Saturday, 12 June 2021

Shudder Saturday: The Amusement Park (2019)

A film from George A. Romero that was considered lost for decades, The Amusement Park is a surprisingly excellent short feature (it clocks in at just over 50 minutes), and one that is absolutely in line with the work that Romero did when he wasn't back in the company of his shambling ghouls.

Lincoln Maazel plays an elderly gentleman who goes for a day out in an amusement park, still heading out there after being warned by a disheveled and distressed elderly gentleman who has just returned from the experience. The amusement park is quickly shown to be a bit of a nightmare for all of the elderly people visiting it, from stalls offering very little money as they buy items of value to bumper car experiences that allow people to pass blame on to drivers they assume are too old to be driving reasonably. And it just keeps getting worse, to the point that the character played by Maazel starts to crave a moment of genuine connection with anyone else.

A work commissioned by the Lutheran Society, The Amusement Park was envisioned as a film that would show the abuse of the elderly, and how important it is to look after them. That means both protecting them from a number of perils, such as those that seek to prey on their vulnerability, and also just giving them your time and attention without making them feel like a burden. As wild and hellish as this is, it absolutely fulfils the remit. Romero seized on a great an idea that he ran with, and I have to say that it works perfectly. 

Most of the stuff here is very much on the nose, but that doesn't make it any less effective. In fact, on this occasion, the more blunt and obvious the mistreatment of the characters onscreen the more it should give people watching it a wake up call. Writer Wally Cook stabs at the heart of a major issue that has, if anything, only grown worse over the decades since this was made (back in 1973). We see it every day, even if we don't recognise it immediately. Every advert that uses fear about people leaving their loved ones unprepared after their passing, every company that offers to "free up the value of your home", and the general feeling of being a bit left behind as younger generations find more of their time taken up by phones, computers, and anything else that stops them from wanting to just spend some time with, or talk to, their parents/grandparents.

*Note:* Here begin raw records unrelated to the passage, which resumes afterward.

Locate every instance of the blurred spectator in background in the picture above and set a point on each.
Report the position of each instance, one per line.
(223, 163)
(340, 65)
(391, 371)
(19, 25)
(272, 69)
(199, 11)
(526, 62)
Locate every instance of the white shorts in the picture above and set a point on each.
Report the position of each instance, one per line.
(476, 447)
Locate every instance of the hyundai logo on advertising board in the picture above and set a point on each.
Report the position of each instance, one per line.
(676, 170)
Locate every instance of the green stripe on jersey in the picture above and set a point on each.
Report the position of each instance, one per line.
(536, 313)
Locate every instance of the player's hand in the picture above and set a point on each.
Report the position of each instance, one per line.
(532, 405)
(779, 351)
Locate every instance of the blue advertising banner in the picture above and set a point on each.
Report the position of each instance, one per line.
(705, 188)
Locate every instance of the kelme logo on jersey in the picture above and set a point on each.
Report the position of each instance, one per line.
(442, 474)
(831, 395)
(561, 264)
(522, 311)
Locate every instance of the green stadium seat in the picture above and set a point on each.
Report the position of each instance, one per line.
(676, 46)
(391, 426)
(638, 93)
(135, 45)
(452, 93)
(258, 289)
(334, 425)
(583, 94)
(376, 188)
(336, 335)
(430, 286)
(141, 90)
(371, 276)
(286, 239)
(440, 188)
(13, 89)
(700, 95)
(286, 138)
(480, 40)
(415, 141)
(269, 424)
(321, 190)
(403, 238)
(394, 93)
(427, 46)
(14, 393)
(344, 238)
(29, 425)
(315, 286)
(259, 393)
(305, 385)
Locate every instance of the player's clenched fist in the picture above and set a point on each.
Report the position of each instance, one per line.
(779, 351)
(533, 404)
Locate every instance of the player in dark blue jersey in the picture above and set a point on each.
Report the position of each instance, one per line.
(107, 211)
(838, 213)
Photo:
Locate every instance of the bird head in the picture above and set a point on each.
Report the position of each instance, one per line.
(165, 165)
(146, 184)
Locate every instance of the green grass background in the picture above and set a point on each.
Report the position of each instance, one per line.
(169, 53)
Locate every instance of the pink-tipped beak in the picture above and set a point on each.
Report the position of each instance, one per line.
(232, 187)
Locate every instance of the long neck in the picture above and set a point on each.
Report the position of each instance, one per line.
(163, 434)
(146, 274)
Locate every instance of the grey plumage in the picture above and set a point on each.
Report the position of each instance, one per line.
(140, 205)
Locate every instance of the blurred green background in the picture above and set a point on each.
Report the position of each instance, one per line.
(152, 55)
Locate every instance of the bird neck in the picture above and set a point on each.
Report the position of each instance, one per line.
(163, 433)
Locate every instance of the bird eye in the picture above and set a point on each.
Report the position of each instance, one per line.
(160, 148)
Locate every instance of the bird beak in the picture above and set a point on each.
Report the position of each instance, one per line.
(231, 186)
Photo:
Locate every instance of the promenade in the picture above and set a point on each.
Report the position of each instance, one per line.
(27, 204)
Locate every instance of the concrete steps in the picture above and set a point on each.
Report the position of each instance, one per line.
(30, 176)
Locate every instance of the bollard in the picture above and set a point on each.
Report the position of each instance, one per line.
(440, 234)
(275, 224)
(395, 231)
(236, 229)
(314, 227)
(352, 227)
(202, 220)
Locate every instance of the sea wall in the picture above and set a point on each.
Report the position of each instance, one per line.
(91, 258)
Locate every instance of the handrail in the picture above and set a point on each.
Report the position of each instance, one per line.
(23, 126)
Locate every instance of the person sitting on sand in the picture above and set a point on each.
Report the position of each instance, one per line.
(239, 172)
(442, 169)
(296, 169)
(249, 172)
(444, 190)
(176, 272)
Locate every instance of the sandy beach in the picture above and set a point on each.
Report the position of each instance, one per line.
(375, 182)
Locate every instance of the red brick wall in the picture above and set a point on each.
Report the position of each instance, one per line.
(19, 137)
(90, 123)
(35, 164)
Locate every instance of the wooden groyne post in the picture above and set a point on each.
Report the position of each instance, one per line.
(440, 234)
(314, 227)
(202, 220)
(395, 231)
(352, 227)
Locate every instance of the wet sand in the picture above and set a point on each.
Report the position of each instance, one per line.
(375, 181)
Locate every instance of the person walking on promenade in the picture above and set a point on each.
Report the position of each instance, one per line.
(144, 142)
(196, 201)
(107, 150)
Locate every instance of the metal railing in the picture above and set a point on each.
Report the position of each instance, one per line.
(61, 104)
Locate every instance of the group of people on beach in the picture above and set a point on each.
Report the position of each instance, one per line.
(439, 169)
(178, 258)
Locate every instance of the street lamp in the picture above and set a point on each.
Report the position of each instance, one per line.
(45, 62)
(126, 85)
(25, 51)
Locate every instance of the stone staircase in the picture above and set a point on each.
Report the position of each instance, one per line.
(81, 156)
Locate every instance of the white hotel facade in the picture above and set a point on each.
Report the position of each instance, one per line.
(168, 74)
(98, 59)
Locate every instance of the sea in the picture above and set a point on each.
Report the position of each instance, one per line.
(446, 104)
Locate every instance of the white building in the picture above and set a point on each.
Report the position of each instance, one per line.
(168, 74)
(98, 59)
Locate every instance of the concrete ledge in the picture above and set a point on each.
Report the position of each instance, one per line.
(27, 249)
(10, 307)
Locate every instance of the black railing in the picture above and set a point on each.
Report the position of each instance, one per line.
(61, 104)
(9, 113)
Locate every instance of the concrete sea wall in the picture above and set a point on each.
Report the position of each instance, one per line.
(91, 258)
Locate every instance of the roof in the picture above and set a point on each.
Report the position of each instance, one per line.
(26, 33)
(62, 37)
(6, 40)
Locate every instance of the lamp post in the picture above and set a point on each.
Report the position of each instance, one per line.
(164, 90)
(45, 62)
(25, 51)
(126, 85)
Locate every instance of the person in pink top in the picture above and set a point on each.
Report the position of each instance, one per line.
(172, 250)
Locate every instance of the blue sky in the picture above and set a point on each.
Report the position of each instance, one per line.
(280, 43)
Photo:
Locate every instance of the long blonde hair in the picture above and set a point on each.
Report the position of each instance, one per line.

Romero doesn't overtly pick from his bag of horror movie tropes, despite the amusement park setting being rife with imagery we've seen used throughout the genre so often, but he contents himself with building an atmosphere that starts to become oppressively disorientating and bleak, arguably culminating in a beautiful and horrifying moment that shows the main character breaking down after trying to tell a short story to a young child, only for her to then be moved away by her mother.

Maazel is superb in the main role, although all of the cast does a very good job. Considering the budget, I suspect that many non-actors were put in the mix, but you can't really tell. That's helped by the fact that many of the elderly people onscreen, as in life, are talked over and left confused by others trying to bamboozle them and frighten them into giving up their money, assets, and rights.

Of course it's a curio piece, but The Amusement Park holds up surprisingly well as a strong outing from Romero, a film that shows his continuing attempts to mix intelligence and social commentary within some loose horror genre confines. I'd go so far as to say that this is in his top five, personally, and the other four would be Martin and his first three "Dead" movies.